Yes, I accept e-mails from AuthorHouse even though they were sued for libel because they accepted a self-published author’s book which had been rejected by another self-publishing company for libel. I accept e-mails from AuthorHouse even though their contract is less than stellar. I accept e-mails from AuthorHouse because they sometimes (SOMETIMES) send helpful information like the following:

Sink or Sell: Creating a Title They Won’t Want To Throw Back

You labor over every word. You make sure all stylistic elements are perfect. Yet, the first words of your book most people read will be the title. It is important to give as much care and thought to your title as any other part of your book. Here are some helpful tips on creating a sell-worthy title:

  • Research your title idea/concept: Scope out your proposed title on e-commerce Web sites, like Amazon.com. If there are many like it, you may want to rethink your title. Otherwise, your book could get lost in a sea of similarity.
  • Avoid an excessively long title: If I can’t remember it, I won’t be able to tell others about it, plus the type size on the cover will be too small to read.
  • Speak to potential readers to pique their curiosity: There may be a phrase or word that resonates with your target audience. If so, consider using it in your title.

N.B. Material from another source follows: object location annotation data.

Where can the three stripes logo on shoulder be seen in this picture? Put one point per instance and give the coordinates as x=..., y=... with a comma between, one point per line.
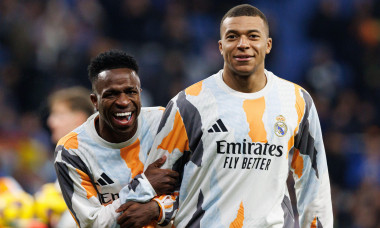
x=106, y=180
x=108, y=197
x=218, y=127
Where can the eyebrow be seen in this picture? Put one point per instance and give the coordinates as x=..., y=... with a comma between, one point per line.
x=236, y=31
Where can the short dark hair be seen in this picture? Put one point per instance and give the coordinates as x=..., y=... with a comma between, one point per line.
x=112, y=59
x=245, y=10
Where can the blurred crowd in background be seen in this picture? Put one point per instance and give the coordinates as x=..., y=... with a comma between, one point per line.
x=330, y=47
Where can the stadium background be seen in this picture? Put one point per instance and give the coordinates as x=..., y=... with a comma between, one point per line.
x=330, y=47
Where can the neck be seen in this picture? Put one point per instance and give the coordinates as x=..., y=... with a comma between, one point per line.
x=245, y=83
x=110, y=135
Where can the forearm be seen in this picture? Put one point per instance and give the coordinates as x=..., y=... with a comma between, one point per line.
x=83, y=202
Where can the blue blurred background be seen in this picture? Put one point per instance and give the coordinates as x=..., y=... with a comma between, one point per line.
x=330, y=47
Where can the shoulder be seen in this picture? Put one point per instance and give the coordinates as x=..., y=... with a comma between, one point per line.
x=281, y=82
x=70, y=141
x=150, y=112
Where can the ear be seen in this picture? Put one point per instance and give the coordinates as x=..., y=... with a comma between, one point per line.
x=220, y=47
x=94, y=100
x=269, y=45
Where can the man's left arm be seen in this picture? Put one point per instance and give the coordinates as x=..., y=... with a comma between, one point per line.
x=310, y=172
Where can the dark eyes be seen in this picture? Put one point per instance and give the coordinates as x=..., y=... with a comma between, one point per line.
x=116, y=93
x=251, y=36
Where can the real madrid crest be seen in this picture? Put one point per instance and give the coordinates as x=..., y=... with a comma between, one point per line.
x=280, y=127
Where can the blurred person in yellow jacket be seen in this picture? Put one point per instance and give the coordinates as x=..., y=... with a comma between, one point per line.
x=69, y=108
x=15, y=204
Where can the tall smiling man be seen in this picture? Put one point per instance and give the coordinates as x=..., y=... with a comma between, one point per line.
x=96, y=162
x=234, y=137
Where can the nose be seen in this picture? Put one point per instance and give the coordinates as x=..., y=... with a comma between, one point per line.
x=123, y=100
x=243, y=42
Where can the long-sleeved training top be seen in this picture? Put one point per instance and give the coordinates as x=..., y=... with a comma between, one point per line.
x=234, y=151
x=92, y=172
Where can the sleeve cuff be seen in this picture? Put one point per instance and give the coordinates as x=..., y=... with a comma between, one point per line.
x=148, y=184
x=161, y=217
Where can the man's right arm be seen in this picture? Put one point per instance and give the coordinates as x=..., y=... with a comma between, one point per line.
x=79, y=192
x=171, y=141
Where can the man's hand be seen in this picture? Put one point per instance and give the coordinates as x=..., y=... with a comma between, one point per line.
x=138, y=214
x=163, y=181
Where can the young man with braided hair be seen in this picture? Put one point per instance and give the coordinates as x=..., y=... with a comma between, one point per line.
x=96, y=162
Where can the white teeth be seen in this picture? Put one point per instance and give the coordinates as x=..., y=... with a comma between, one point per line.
x=124, y=114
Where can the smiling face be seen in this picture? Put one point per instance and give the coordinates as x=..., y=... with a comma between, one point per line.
x=244, y=44
x=117, y=98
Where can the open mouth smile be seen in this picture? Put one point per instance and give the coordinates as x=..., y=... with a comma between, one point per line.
x=123, y=118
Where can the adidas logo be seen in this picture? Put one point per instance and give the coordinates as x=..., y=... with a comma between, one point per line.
x=106, y=180
x=218, y=127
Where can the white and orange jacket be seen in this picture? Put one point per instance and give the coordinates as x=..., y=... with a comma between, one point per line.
x=234, y=152
x=93, y=173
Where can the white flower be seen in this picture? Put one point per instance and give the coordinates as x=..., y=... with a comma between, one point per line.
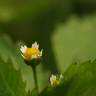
x=31, y=53
x=55, y=80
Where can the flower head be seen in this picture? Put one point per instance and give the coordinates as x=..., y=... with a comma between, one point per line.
x=31, y=53
x=55, y=80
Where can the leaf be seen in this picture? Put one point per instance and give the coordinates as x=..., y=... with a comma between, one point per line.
x=74, y=41
x=11, y=83
x=79, y=80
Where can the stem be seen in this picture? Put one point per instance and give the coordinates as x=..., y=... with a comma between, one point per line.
x=35, y=78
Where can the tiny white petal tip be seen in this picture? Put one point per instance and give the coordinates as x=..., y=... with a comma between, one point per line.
x=35, y=45
x=23, y=49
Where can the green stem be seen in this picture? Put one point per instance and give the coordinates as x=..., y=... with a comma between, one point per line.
x=35, y=78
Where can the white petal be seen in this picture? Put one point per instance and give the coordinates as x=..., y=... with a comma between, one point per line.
x=23, y=48
x=35, y=45
x=61, y=76
x=34, y=57
x=52, y=78
x=41, y=52
x=23, y=56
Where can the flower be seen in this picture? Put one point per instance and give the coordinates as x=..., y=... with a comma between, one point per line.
x=31, y=53
x=55, y=80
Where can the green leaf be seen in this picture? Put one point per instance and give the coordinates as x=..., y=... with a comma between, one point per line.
x=79, y=80
x=11, y=83
x=74, y=41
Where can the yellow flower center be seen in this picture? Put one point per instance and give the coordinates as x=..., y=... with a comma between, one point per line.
x=31, y=52
x=56, y=82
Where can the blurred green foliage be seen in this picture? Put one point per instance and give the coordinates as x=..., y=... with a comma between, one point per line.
x=66, y=31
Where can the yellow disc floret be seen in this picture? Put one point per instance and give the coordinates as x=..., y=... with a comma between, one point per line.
x=31, y=53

  • Reward the reader of your title: Make sure your title gives some hint of what readers will find within the pages of your book.

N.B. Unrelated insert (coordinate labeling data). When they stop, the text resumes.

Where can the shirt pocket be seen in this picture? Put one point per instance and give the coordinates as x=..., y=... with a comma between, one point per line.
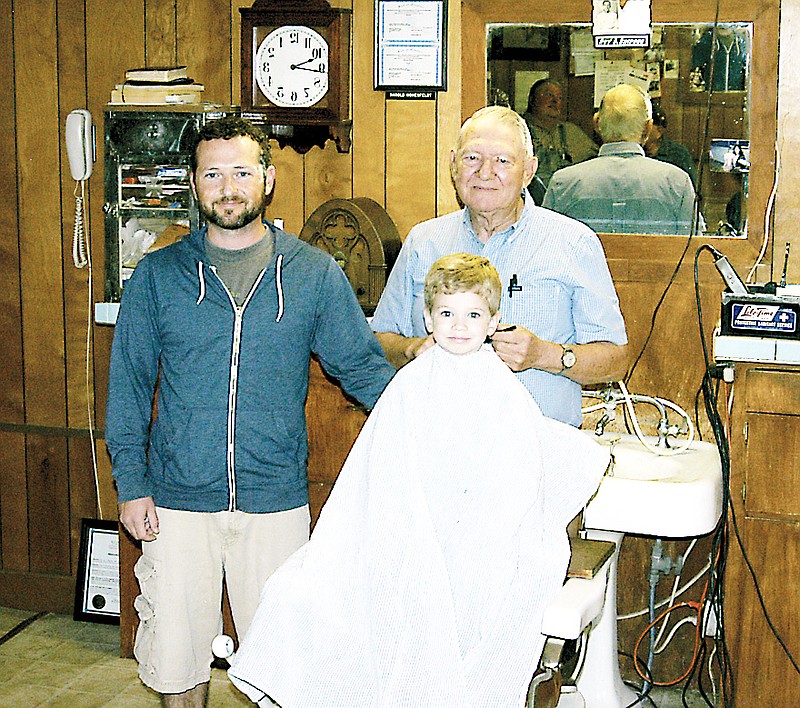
x=271, y=444
x=188, y=448
x=542, y=306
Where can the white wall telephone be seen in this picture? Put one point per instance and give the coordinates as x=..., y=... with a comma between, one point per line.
x=80, y=151
x=80, y=143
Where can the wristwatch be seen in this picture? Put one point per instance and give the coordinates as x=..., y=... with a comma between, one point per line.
x=568, y=358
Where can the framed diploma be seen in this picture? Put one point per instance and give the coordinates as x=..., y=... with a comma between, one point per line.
x=97, y=584
x=410, y=47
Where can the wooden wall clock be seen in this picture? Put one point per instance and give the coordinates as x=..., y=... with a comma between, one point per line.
x=296, y=71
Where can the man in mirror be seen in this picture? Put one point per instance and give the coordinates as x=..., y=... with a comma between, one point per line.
x=660, y=148
x=561, y=322
x=556, y=142
x=622, y=190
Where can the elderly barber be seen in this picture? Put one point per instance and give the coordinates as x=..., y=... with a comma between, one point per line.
x=561, y=322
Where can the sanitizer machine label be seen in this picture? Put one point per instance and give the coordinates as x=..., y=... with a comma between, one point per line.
x=760, y=317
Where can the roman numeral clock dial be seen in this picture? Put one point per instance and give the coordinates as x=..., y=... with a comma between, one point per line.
x=295, y=71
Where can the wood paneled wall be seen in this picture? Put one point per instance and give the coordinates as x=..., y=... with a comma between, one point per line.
x=69, y=54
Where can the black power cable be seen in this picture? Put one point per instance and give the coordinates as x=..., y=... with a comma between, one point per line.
x=716, y=594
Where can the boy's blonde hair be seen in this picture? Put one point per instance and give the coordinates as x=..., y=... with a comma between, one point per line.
x=464, y=273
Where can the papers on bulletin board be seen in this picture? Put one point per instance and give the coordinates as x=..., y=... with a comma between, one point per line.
x=610, y=73
x=621, y=23
x=583, y=53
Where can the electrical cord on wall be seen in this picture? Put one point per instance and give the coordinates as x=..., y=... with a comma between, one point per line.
x=88, y=381
x=721, y=540
x=82, y=257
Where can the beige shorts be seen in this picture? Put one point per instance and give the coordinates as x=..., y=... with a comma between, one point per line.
x=180, y=577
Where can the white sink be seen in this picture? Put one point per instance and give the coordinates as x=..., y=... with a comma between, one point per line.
x=667, y=496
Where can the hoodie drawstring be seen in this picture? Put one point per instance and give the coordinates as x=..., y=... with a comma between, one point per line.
x=279, y=285
x=202, y=280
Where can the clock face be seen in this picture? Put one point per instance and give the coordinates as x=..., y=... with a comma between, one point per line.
x=291, y=66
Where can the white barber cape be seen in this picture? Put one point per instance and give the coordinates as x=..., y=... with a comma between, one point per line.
x=444, y=537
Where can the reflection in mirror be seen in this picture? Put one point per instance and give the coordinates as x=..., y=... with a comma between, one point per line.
x=704, y=133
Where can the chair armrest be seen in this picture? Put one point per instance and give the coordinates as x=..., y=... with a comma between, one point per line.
x=576, y=605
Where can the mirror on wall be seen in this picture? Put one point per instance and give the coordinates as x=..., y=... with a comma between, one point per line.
x=706, y=133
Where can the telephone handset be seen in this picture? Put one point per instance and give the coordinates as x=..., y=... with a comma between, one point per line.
x=80, y=143
x=80, y=151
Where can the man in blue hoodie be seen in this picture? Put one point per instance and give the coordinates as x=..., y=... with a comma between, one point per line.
x=222, y=325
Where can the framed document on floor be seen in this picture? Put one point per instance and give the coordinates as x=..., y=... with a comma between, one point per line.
x=97, y=584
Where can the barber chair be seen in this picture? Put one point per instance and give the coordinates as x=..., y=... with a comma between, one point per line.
x=567, y=624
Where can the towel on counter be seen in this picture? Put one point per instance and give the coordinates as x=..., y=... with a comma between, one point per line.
x=442, y=541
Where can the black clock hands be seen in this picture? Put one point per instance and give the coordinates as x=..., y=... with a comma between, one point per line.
x=305, y=68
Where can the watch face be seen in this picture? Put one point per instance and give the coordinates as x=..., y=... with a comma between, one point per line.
x=291, y=66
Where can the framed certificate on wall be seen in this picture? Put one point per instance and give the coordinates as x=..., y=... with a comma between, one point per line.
x=411, y=46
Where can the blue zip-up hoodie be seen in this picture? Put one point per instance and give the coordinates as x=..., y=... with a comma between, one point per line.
x=232, y=381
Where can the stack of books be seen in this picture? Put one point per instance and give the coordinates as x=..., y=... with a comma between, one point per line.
x=154, y=85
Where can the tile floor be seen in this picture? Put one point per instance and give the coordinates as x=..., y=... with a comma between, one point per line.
x=55, y=661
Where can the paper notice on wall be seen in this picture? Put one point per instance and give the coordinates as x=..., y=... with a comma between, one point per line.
x=582, y=52
x=621, y=23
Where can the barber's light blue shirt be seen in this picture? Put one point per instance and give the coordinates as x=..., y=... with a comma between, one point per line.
x=565, y=293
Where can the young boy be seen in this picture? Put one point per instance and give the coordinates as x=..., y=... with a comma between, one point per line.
x=443, y=539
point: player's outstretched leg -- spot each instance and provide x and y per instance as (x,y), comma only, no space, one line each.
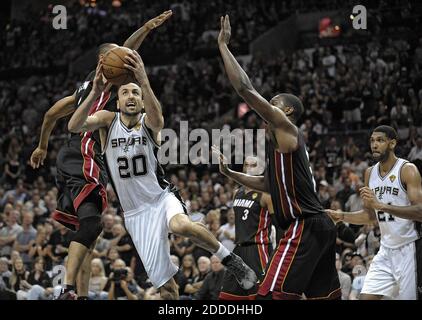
(201,236)
(169,290)
(89,230)
(82,280)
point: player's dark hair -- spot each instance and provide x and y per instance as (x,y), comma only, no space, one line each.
(390,132)
(291,100)
(103,48)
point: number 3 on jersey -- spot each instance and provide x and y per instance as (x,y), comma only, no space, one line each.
(139,166)
(245,214)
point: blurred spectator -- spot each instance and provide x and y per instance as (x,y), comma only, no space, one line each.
(416,151)
(97,281)
(26,237)
(108,222)
(38,286)
(204,267)
(121,285)
(189,271)
(359,273)
(211,287)
(59,243)
(345,280)
(9,233)
(19,277)
(226,233)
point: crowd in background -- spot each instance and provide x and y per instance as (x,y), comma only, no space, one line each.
(347,90)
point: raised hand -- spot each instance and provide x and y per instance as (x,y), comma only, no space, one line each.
(225,31)
(136,65)
(223,166)
(38,157)
(158,20)
(100,83)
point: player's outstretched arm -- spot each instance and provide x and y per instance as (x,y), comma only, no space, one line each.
(243,86)
(60,109)
(412,180)
(154,116)
(80,121)
(252,182)
(365,216)
(136,39)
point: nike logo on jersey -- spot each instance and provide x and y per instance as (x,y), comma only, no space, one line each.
(380,191)
(125,142)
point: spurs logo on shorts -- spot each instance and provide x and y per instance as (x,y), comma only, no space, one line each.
(395,231)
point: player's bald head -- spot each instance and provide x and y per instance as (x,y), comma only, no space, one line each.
(103,48)
(290,104)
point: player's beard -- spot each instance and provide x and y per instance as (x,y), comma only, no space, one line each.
(382,157)
(131,113)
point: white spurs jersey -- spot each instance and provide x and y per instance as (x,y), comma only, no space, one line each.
(395,231)
(134,170)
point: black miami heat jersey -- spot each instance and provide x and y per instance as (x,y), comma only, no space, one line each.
(81,172)
(253,222)
(290,181)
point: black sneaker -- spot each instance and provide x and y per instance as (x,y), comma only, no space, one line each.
(244,275)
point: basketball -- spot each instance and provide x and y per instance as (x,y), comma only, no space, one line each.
(113,66)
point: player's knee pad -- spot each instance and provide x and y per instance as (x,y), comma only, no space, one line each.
(89,230)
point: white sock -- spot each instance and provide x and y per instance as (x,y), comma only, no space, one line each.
(222,252)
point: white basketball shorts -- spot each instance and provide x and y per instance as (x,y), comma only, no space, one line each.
(393,273)
(149,228)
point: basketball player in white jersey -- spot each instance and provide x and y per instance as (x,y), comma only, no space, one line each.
(151,211)
(393,196)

  • Consider the language you’ll use: Positive language makes your book more likely to be well-received by your audience. Avoiding unnecessary profanity may also sit well with your readers.
  • Bookselling is competitive—plan to take 1st Place: Your book is in a marketplace with thousands of other authors trying to do the same thing you are: sell your book. You want your title to spark curiosity and cause the reader to continue being attentive to your work.
  • Be true: Sure, you want your book to catch attention, but by using a title that has nothing to do with your book, you’ll risk betraying your audience.
  • Take a break: Let your proposed book title sit with you for a day or two. See what you think about it the next day and if it’s still resonates with you.
  • Give your friends the title test: Find out what your friends and family have to say about your title. Does it pique their interest—or confuse them? They’ll let you know their honest thoughts and this may help you ultimately decide if the title really fits your book.